Drugą istotną ingerencją w układ kompleksu było utworzenie atrium. Wyrzeźbiony do pełnej wysokości budynek jest zorientowany równolegle do Pierścienia Ogrodowego, dlatego na bocznych elewacjach pojawiają się gigantyczne loggie, wysokie na pięć pięter i dwa głębokie. W nich, na wysokości około 15 metrów nad chodnikami Pierścienia Ogrodowego, planuje się umieścić letnie kawiarnie z drzewami w wannach i parasolami. „Na początku wydawało nam się, że taki głęboki element wnęki byłby bardziej odpowiedni na głównej elewacji, ale analiza wizualna wykazała, że podczas poruszania się po Pierścieniu Ogrodowym większe znaczenie ma plastik bocznych elewacji tego budynku” - wyjaśnia Pavel Andreev. Trudno nie zgodzić się z architektem: „zagłębienia”, dostrzegające za sylwetkami sąsiednich budynków, przyciągają wzrok i intrygują.

Zmianom uległa też architektura fasady głównej, zaprojektowana niegdyś przez Michaiła Posokhina w stylu pseudoklasycyzmu. Andreev utrzymuje pilastry jako główny temat projektu tej płaszczyzny, jednak przestrzeń między nimi, a także narożniki budynku, jest wypełniona szkłem.„Z jednej strony chciałem zachować uroczysty rytm budowli, organicznie rozwijając charakter stalinowskiego zagospodarowania Pierścienia Ogrodowego, z drugiej czułem potrzebę rozjaśnienia wizualnie tego tomu. W tym samym celu obniżyliśmy ocenę i wprowadziliśmy inny, skromniejszy wniosek”.

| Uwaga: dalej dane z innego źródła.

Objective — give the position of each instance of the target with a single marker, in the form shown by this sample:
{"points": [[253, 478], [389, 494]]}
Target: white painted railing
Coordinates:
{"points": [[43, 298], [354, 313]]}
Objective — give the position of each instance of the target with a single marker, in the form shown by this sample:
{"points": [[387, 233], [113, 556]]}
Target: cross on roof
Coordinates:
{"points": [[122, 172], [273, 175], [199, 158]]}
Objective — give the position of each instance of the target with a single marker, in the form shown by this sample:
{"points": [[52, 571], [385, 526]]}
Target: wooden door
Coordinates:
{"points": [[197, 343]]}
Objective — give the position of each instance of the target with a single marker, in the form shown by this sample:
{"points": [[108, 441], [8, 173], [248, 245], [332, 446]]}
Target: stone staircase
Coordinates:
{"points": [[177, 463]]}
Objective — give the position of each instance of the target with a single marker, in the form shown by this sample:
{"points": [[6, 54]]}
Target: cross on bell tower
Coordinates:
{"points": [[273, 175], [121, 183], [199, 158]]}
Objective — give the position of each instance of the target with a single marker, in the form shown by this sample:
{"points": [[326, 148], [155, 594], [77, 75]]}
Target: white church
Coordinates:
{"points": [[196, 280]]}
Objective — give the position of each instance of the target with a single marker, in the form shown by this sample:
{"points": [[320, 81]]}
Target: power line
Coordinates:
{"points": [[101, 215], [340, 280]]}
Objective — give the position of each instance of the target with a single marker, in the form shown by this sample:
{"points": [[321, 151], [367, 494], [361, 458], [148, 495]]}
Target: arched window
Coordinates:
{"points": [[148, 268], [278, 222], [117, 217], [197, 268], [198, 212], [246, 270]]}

Tak więc kamienny art deco okazał się być na tle szklano-metalowej hi-tech. Gigantyczne jasnożółte pilastry (każdy po 9 kondygnacji) mają zgrabny łuk prostego gzymsu „Gołos” (jeśli uda się go wykonać tak, jak jest narysowany, będzie wyglądał jak z lat 30. XX wieku). Nad kamiennym gzymsem ze szklanej attyki wyrasta kolejny, żebrowany metal, a nad każdym pilastrem pojawia się metalowa siatka, demonstrując uważnemu obserwatorowi techniczne podstawy klasycznej dekoracji nowoczesnego budynku. Podobnie, od czasów Meyerholda, w teatrze od czasu do czasu pojawia się zwyczaj pokazywania widzom elementów konstrukcji scenicznych. Co więcej, jest oczywiście więcej konstrukcji high-tech i szkła, tylko pod względem powierzchni, aw takim połączeniu okazuje się, że nie tyle kontynuacja kierunku "Bofill", ile jego ekspozycja: dom wydaje się próbować „zmyć” pilastry, zalewając elewacje szkłem.

Dach płaski kompleksu zostanie oddany do użytku. Jedna z opcji projektu zakładała, że pojawi się na nim nie tylko zagospodarowana weranda, ale także kilka elitarnych kamienic, dla których mieszkańcy architekci zaprojektowali specjalną wieżę z windą dla samochodów. Jednak kryzys gospodarczy skorygował te plany i teraz planuje się, że dwupiętrowa szklana nadbudówka zostanie również wykorzystana na biura. Weranda nie została jednak odwołana, więc budynek ten wyjdzie na Pierścień Ogrodowy nie tylko w uroczystym rytmie pylonów, ale także z zielonymi wierzchołkami drzew posadzonych po obwodzie dachu.